Summary of current works

The materials of this course focus on hands-on training. Let's summarize what we have done in tutorials and homeworks so far:

Tutorial 1, 2, 3, 4:
- Systems, targeting "big data"
- Linux, Hadoop, Python, Shell
Tutorial 5, 6, 7, 9, 10:
- Algorithms, working with "small data".
- LSH, K-means, PCA, RecSys, Graph
- Synthetic data (Tut5, Tut6); Real data (Tut7, Tut9, Tut10); Data collection/pre-processing (Tut7).
- Primitive way of implementation (Tut5, Tut6, Tut7); Packages (Tut9, Tut10).
- Python scientific computing environment.
HW1, HW2:
- Hadoop and MapReduce programming model
- Linux, Hadoop, Python, Shell
HW3:
- Mahout, a machine learning package on Hadoop.
- Linux, Mahout
HW4:
- GraphLab (via existing C++ packages)
- Linux, GraphLab, Mahout

In the system part, you touched almost all underlying details. This is essential training but does not make your work more efficient. In the algorithm part, we work in a unified scientific computing environment. It is convenient but we only played with small data. Many distributed computation platforms have (official/ 3rd-party) Python bindings. They are the bridge to get the best out of both ends.
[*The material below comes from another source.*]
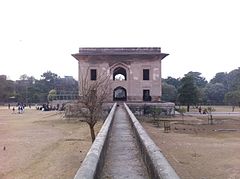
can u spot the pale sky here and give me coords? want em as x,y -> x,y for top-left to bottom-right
0,0 -> 239,81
That's the goal of this tutorial

Hadoop bindings in Python

Hadoop in IPython Notebook: online viwer, source

GraphLab bindings in Python

GraphLab in IPython Notebook: online viwer, source

Outcome of This Tutorial

Master shell integration in IPython Notebook, which enables programmably invokation of many Linux tools.
Have an idea of language-specific "bindings". Many open source projects may not be written in your language of choice. However, there may be such bindings.
Hands-on one Hadoop binding (mrjob) and GraphLab binding (GraphLab Create).